El Café des 2 Moulins es famoso por ser el lugar de trabajo del entrañable personaje Amélie Poulain en la película Amélie de Jean-Pierre Jeunet.
Ubicado en Rue Lepic, este café de esquina ha mantenido gran parte de su atmósfera retro, y aunque ha sufrido algunas transformaciones desde el rodaje, aún conserva esa calidez especial que lo hace icónico.
Más allá del guiño cinematográfico, el Café des Deux Moulins es un lugar perfecto para hacer una pausa durante la ruta por Montmartre.
Puedes tomarte un café, un crème brûlée (como el que Amélie rompe con la cuchara), o simplemente sentarte a observar el ir y venir de los transeúntes.
14. Moulin Rouge

Ninguna visita a Montmartre estaría completa sin contemplar la mítica fachada del Moulin Rouge, con su icónico molino rojo girando sobre el techo.
Inaugurado en 1889, este cabaret fue cuna del cancán francés y uno de los grandes símbolos de la Belle Époque.

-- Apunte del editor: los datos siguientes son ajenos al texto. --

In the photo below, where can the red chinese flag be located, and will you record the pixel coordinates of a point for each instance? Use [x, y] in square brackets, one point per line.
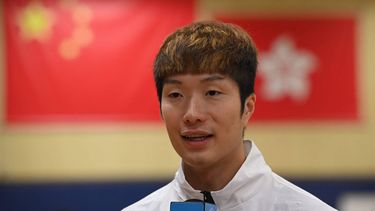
[307, 67]
[86, 60]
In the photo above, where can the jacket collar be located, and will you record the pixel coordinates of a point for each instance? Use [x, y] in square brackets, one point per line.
[249, 179]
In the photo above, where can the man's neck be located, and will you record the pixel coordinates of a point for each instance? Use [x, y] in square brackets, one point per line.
[216, 176]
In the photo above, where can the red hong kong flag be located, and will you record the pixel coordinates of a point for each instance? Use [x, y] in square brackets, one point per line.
[307, 67]
[86, 60]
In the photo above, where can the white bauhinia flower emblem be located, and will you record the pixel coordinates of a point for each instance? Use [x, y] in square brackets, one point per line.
[285, 71]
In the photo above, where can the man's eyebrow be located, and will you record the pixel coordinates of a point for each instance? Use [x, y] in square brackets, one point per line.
[213, 78]
[172, 81]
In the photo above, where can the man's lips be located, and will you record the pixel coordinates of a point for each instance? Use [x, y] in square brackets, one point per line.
[195, 135]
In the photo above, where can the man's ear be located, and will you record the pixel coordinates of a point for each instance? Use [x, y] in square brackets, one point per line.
[249, 108]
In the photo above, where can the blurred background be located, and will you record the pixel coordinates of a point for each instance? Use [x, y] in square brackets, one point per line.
[79, 117]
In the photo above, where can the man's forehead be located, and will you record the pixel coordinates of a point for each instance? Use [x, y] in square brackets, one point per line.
[206, 77]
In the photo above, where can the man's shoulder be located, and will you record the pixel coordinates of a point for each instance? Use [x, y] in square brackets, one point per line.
[156, 200]
[293, 197]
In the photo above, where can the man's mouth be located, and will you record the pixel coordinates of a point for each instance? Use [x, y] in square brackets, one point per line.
[196, 137]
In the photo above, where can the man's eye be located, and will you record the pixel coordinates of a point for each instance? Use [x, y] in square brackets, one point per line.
[213, 93]
[174, 95]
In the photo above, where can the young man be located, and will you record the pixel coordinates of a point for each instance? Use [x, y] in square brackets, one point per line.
[205, 75]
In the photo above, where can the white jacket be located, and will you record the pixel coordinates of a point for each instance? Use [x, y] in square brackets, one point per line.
[254, 188]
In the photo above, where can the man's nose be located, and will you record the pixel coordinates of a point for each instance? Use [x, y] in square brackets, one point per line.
[195, 111]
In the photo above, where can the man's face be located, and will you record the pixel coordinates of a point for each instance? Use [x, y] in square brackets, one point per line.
[203, 117]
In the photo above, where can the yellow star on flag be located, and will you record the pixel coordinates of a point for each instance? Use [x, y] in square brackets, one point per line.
[35, 21]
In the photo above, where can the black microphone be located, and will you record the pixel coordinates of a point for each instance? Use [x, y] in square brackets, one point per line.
[207, 204]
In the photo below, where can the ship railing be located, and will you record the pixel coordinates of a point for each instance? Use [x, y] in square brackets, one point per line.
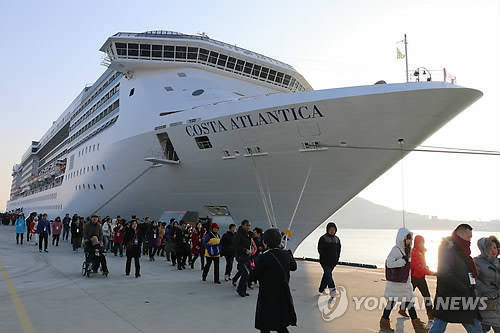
[422, 74]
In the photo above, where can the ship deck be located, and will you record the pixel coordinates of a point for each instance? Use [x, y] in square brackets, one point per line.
[45, 293]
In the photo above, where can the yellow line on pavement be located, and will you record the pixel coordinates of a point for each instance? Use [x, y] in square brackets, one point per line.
[24, 320]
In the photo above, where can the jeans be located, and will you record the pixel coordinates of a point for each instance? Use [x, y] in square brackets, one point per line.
[327, 279]
[229, 265]
[44, 238]
[440, 326]
[65, 233]
[243, 271]
[207, 268]
[105, 242]
[137, 265]
[487, 328]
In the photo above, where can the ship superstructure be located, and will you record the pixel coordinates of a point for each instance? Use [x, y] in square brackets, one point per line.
[185, 122]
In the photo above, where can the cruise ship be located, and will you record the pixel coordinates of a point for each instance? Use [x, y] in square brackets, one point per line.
[181, 122]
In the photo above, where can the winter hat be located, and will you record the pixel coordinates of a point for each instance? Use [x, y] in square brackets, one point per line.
[330, 225]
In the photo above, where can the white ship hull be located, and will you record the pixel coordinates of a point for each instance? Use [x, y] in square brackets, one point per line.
[265, 187]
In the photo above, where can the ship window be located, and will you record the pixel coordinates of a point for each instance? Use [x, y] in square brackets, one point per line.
[239, 65]
[272, 75]
[264, 72]
[279, 77]
[168, 52]
[145, 50]
[222, 60]
[180, 52]
[156, 51]
[121, 49]
[213, 57]
[133, 50]
[248, 68]
[192, 53]
[256, 70]
[286, 81]
[203, 55]
[203, 142]
[231, 62]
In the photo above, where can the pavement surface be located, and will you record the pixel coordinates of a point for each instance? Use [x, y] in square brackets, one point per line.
[46, 293]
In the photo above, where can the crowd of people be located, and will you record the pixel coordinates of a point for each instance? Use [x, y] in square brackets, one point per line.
[468, 289]
[260, 257]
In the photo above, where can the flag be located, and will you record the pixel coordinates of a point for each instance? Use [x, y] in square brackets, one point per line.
[399, 54]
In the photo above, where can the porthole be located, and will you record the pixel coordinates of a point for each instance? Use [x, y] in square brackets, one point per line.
[198, 92]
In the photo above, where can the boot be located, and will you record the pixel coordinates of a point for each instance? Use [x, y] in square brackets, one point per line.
[419, 326]
[385, 325]
[402, 313]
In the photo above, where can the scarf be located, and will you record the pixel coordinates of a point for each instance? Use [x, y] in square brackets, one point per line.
[464, 246]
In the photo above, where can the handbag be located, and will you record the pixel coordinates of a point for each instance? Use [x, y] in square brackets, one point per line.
[398, 274]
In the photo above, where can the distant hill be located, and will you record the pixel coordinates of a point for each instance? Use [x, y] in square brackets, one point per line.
[363, 214]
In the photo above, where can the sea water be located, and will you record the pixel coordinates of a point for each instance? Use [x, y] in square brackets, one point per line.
[371, 246]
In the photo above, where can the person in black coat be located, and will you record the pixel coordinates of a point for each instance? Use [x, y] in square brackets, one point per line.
[133, 242]
[77, 233]
[242, 245]
[329, 254]
[226, 242]
[456, 300]
[275, 310]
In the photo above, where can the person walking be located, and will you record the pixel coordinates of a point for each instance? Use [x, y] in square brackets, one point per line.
[456, 281]
[33, 229]
[57, 227]
[77, 233]
[419, 270]
[227, 243]
[488, 282]
[133, 244]
[274, 310]
[118, 238]
[242, 249]
[398, 287]
[212, 252]
[153, 235]
[329, 253]
[198, 248]
[66, 226]
[43, 230]
[20, 229]
[106, 233]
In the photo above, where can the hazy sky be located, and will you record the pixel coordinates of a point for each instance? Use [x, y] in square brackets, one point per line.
[50, 51]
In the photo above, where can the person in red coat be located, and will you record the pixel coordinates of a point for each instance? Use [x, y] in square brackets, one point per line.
[419, 270]
[198, 249]
[119, 232]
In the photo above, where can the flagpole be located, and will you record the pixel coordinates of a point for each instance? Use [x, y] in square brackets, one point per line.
[406, 58]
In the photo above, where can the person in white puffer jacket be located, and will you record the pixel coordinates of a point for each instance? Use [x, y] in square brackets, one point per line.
[398, 287]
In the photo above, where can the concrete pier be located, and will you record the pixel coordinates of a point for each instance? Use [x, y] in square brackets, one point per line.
[46, 293]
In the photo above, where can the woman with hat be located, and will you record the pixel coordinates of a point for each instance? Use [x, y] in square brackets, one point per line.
[212, 252]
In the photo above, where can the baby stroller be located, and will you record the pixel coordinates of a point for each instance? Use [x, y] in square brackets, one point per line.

Hoy en día, el Moulin Rouge sigue ofreciendo espectáculos llenos de plumas, lentejuelas y coreografías espectaculares, con la posibilidad de reservar cenas con show incluido.
Aunque no entres al espectáculo, tomarse una foto frente a su icónica fachada es un “must”.
15. Boulevard de Clichy

El Boulevard de Clichy marca el límite sur de Montmartre y es una vía cargada de contrastes.
En esta arteria bulliciosa conviven teatros, tiendas eróticas, librerías independientes, bares de barrio y cafés tradicionales.
Aquí puedes encontrar desde pequeños cines hasta espectáculos de cabaret, además de murales callejeros y fachadas que narran la historia del siglo XX parisino.
Además, aquí se encuentra la estación de metro Blanche (línea 2), la cual puedes usar para dirigirte al centro de París.